While you can't pin 100% of our automotive companies woes on Unions ( I think most goes to 50 year old business model "build 30,000 red trucks and then try to sell them!!"). You can certainly find fault with paying Joe NotAPlumber 25 bucks a hour to install ashtrays.

I belong to a rather large union myself, AFGE, but even I think they are often abusive of their powers.

Bylimet Spiritwalker
10-21-2008, 07:04 PM
Well, I look at unions as having the capacity for both good and bad.

Prior to the Postal Service strike in the early 70's, letter carriers were in many cases having to collect food stamps to supplement their salaries and keep food on the table. Working conditions and hours were of a similarity to what we now condemn other countries for requiring of their workers. We now have a fairly strong union that negotiates our contracts, and that also sometimes means doing things that piss us off to no end as well as holding fast to keeping our salaries and benefits strong in relation to the work we do.

But, along the lines of doing things to piss us off, all unions I think will at times push too far and not have a long term vision of what their actions today might yield down the road.

There is a terrible spiral those at the top wanting more profit so charging more for products, and those who assemble those products wanting to have both a share of that profit as well as a salary that allows them to also afford to buy the product; add in health insurance and it gets crazy.

But, right now I am really in a pissed mode as far as unions go, because I have asked over and over and over to not receive these *frakking* phone calls/messages on my machine on who to vote for; my vote is my private life so stay the fuck out of it, please.

Malse
10-22-2008, 02:33 AM
Whether or not you like unions for other reasons, the jury of real world history has come down that unionization made no difference at all in off-shoring of jobs in any given industry.
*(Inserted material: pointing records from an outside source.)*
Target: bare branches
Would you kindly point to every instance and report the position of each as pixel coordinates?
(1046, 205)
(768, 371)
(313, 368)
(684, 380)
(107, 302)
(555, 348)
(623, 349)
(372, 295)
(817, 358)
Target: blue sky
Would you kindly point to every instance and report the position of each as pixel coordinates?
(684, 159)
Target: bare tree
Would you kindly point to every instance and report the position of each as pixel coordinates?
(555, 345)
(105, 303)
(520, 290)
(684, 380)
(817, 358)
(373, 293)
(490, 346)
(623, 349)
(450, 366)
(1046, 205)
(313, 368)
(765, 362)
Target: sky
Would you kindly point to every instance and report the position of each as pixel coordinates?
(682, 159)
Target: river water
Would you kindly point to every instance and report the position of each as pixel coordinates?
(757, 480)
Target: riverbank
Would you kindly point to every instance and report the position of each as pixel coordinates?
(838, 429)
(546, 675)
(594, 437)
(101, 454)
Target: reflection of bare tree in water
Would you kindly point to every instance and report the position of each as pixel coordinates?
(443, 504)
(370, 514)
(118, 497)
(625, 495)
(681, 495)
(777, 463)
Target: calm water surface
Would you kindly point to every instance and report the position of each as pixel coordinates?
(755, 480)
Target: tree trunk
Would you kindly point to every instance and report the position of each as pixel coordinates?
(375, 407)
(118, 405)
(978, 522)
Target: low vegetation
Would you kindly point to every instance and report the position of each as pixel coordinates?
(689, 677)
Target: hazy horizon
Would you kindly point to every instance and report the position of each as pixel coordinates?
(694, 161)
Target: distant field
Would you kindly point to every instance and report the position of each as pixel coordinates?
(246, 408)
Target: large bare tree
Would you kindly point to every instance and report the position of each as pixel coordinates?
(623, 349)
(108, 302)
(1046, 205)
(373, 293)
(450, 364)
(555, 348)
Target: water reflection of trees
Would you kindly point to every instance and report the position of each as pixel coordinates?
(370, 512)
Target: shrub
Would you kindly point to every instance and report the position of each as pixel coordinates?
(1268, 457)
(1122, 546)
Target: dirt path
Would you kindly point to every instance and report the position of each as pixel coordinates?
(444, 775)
Naturally trade barons are lying bastards and will say anything to justify their policies, but the only jobs that have generally stayed here are the ones that are locality sensitive -- it doesn't matter in the outsourcing sense if salesmen or plumbers unionize because they have to be where the work is.

LummusL
10-22-2008, 03:25 AM
Case in point:

Boeing's machinist strike. They went on strike even after being offered huge concessions by Boeing because they were uncertain about the future of their jobs due to outsourcing. Way to endear yourself to convincing a company that represents one of the few last large exporters of manufactured goods we have left. One that very well could just pack up the whole plant and outsource everything because they already have the capacity to do just that. It makes me wonder if the powers that be would be better just selling Boeing to Airbus or Catapiller to Hitachi or sell all big three US car makers to Toyota now instead of waiting until bankruptcy.

Its all about global competition. The rest of the world doesn't give a rats ass about fair labor or trade policies. They don't mind working people to death for a penny an hour 100 hours a week. If I owned a factory that was kind enough to base itself in the USA and hired people non union for a wage better than the local norm, I would stand by the choice to hire non-union 100%. Why? Because the fact that I have a JOB for you should be reason enough for you to work in my plant. Work here or McDonalds or fucking starve. I don't give a fuck. There are 1 billion Chinamen that can do the same job for 100x cheaper and almost just as good....if not better. We can give a little and still offer wages that will feed a family of four to those that don't have access to a college degree or we can just get on with a two tiered society already.

Now if you want to talk about trade unions, there are select cases where they do well, because they offer training etc and steady work. They tend to be a bit more "deck plates" level. They still can incure an expense on industry, but its one that is just part of doing business. Malse is right on locality. But as far as manufacturing unions. They are dinosaurs.